Ever since I bought the beautiful ikan terubok (chee khak/toli shad) that day, I had been looking forward to Friday, our no-meat day when we would cook that to enjoy.
It looked so fresh and fleshy too and I was quite sure it was going to be good but the boy told me there was no roe (egg) in it. It did not matter though as we are not really into those but somehow, I have the feeling that if there are eggs in the fish, it is more lemak (fat/rich).
My missus trimmed the tail and the fins…

…to get it ready to be panggang-ed (grilled/baked) in our Tatung pot. We decided not to line the foil with daun kunyit (turmeric leaves) this time around so we just rubbed it with a bit of salt and wrapped it up before putting it in the pot.
A Kelabit teacher-friend of mine saw my photograph on Facebook and commented that he never gutted the fish that he would cook over an open fire to eat. Yes, that is one thing my late mum taught us – to never clean the fish as it would not be so sweet and nice if we did that. She loved to eat the black stuff inside, something a bit bitter but I think that is an acquired taste. I tried it before and no, I did not think I would want to eat it again so everytime we cooked the fish, we would just throw it away.
It sure looked so good when it was done…

Just look at all the juices that had seeped out of the fish, an indication as to how lemak (fat/rich) it was. I love drowning my rice with the juices and eating them together! Omega 3 plus plus!!! Absolutely yummy!!!
To eat the fish, the scales had to be painstakingly removed…

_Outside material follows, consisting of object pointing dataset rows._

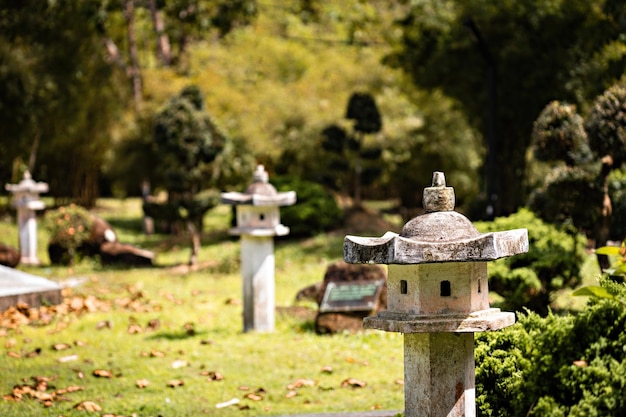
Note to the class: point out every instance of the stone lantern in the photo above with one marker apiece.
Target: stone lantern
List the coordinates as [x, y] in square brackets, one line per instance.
[438, 297]
[26, 200]
[258, 221]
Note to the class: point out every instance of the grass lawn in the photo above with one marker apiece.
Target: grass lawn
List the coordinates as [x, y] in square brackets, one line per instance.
[158, 341]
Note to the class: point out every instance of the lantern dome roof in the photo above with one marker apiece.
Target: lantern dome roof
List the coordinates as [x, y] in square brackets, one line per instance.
[439, 235]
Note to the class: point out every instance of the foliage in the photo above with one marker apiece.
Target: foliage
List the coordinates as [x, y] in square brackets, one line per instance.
[315, 211]
[570, 196]
[559, 134]
[69, 227]
[62, 96]
[606, 124]
[515, 40]
[531, 280]
[169, 322]
[581, 193]
[572, 365]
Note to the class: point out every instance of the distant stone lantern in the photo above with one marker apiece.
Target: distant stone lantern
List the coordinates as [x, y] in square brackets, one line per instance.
[26, 200]
[438, 297]
[258, 221]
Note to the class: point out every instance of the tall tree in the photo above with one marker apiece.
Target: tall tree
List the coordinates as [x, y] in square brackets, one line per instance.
[187, 143]
[537, 50]
[60, 94]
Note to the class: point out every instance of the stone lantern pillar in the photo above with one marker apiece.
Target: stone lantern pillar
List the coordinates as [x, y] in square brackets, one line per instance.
[26, 200]
[438, 296]
[258, 221]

…completely so we would not have deal with them all over the fish, here there and everywhere as that chore might affect our enjoyment to some extent.
A lot of people commented that they would not buy the fish because there are a lot of bones. Bones? What bones?

Of course, there are some BIG ones that are easily removed, not as many and not so hard to spot and get rid of as in the upriver empurau (wang poo liao) and its “cousins”. Those fish may be very sweet, so very smooth, so very fine…but the task of picking out the bones and getting rid of them is so time-consuming and it takes away much of the enjoyment of eating those super expensive fish! Another thing is if the fish have been caught and kept frozen for a long time, they will sell them to you at those ridiculous prices but sadly, they are no longer as sweet, not really nice anymore.
Anyway, back to the ikan terubok, I don’t know if those were from a different source – some say there are those from Bangladesh (cheap and used mainly to make those salted ikan terubok) but there used to be another variety where the top half of the fish was full of tiny bones like those in the ikan lumek. We would eat and leave that top part behind. Much to my delight, those that we get these days do not have those tiny bones so we can enjoy it from one end to the other.
Of course, at RM60.00 a kilo, RM48.00 for the one that I bought that day, I would not be buying it all that often. Once in a while will be fine especially with the rising prices of everything these days – one would need to be a bit prudent in one’s spending now, don’t you think?
That day, we had these long beans fried with sambal hay bee (dried prawns)…

…for our vegetable dish and this Chinese-style (oyster) mushroom and egg drop soup…

– my girl loved it! She said it was like sharks’ fins soup.